Luján Sodero Calvet, fiscal de la Unidad de Femicidios (UFEM), fue al lugar para supervisar la detención y posteriormente se reunió con los familiares de la víctima. En este encuentro, la fiscal brindó detalles sobre el estado del proceso judicial y atendió las preguntas de los seres queridos de Natalia, quienes aguardaban con ansiedad información sobre el caso.

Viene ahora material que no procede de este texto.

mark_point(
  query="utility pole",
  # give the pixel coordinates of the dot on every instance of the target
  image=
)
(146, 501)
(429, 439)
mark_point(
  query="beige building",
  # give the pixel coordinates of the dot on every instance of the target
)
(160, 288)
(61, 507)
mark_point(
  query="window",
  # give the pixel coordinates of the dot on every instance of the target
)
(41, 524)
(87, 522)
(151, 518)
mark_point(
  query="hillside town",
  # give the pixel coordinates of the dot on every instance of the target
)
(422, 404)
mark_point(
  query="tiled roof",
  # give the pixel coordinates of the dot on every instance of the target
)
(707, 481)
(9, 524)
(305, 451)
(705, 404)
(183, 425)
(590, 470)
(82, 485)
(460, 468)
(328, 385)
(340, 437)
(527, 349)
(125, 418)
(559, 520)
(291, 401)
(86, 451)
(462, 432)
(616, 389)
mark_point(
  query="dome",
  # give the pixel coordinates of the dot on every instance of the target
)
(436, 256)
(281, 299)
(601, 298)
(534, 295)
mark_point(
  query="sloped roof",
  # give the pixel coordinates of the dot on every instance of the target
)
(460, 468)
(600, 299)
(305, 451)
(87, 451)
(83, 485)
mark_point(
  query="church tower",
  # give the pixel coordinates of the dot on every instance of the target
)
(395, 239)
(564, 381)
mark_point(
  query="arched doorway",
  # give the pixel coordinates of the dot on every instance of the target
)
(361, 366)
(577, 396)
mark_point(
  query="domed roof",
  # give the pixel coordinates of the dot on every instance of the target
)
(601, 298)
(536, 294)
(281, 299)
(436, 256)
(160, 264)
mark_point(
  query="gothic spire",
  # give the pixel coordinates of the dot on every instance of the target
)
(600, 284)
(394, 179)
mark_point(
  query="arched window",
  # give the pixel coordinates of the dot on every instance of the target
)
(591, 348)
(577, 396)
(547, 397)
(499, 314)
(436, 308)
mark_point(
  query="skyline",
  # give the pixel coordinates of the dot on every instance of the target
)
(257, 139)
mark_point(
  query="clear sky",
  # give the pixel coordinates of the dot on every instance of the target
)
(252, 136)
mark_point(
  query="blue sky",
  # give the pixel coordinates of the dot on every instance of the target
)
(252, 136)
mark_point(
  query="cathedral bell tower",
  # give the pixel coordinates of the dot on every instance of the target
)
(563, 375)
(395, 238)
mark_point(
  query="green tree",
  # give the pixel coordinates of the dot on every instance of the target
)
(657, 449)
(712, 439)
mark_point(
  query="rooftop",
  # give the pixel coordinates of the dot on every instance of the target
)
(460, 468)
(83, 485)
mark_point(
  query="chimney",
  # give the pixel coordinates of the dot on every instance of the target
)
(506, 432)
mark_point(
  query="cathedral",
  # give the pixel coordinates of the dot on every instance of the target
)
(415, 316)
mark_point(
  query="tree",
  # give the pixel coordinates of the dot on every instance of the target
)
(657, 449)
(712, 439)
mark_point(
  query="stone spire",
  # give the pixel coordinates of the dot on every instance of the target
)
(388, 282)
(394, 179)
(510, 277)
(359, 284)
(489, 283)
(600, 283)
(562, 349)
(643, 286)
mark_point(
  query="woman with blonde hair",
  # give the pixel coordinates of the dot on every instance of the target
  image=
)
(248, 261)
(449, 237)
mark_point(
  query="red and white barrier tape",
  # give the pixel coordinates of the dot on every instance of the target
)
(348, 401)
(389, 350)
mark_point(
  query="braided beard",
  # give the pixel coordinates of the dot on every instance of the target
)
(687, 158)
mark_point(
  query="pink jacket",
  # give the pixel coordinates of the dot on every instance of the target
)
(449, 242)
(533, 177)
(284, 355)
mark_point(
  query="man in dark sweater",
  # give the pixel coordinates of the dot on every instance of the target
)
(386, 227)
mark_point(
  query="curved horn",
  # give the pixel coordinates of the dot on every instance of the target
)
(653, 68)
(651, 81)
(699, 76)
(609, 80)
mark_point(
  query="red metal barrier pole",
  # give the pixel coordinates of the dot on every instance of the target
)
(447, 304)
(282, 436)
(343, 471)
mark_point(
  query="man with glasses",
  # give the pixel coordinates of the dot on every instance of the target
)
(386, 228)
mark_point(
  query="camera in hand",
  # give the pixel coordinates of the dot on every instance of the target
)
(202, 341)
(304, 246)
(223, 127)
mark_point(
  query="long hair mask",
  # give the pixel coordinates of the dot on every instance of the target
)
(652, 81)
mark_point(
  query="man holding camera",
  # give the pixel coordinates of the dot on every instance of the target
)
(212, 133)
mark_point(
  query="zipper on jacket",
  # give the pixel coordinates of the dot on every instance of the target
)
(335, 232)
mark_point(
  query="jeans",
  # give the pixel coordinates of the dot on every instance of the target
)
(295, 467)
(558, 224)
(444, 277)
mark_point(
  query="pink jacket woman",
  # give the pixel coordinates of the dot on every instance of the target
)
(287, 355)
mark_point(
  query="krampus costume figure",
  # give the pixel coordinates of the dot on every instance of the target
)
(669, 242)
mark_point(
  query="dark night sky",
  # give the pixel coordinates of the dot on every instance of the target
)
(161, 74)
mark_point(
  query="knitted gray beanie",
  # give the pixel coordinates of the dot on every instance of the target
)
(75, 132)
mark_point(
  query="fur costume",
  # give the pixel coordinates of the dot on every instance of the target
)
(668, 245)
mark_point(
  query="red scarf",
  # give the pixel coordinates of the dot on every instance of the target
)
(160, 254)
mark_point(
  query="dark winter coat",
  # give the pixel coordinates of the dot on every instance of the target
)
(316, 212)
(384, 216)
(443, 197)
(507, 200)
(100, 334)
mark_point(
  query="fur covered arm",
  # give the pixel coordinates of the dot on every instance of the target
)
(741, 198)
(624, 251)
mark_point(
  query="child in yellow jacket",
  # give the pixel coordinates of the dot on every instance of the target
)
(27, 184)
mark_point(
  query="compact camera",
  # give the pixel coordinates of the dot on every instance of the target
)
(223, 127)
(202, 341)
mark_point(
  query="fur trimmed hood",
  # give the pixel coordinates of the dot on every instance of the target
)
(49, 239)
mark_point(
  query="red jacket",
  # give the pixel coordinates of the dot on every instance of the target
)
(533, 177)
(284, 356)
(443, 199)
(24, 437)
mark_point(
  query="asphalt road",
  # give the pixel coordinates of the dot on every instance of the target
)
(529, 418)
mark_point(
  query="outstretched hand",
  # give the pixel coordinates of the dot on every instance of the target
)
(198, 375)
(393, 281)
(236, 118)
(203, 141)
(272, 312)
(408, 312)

El operativo que condujo a la captura de Serapio involucró a más de sesenta efectivos, incluyendo unidades especializadas como el Grupo de Operaciones de Alto Riesgo (GORA) y la División Canes, además de contar con la colaboración de drones y un puesto móvil de monitoreo. El gobernador de Salta, Gustavo Sáenz, había ofrecido una recompensa de diez millones de pesos para quienes aportaran datos sobre el paradero del sospechoso, subrayando su compromiso con la justicia y la seguridad en la provincia. La investigación sigue en marcha, mientras se evalúan posibles fallas en la atención brindada a la víctima por parte de las autoridades.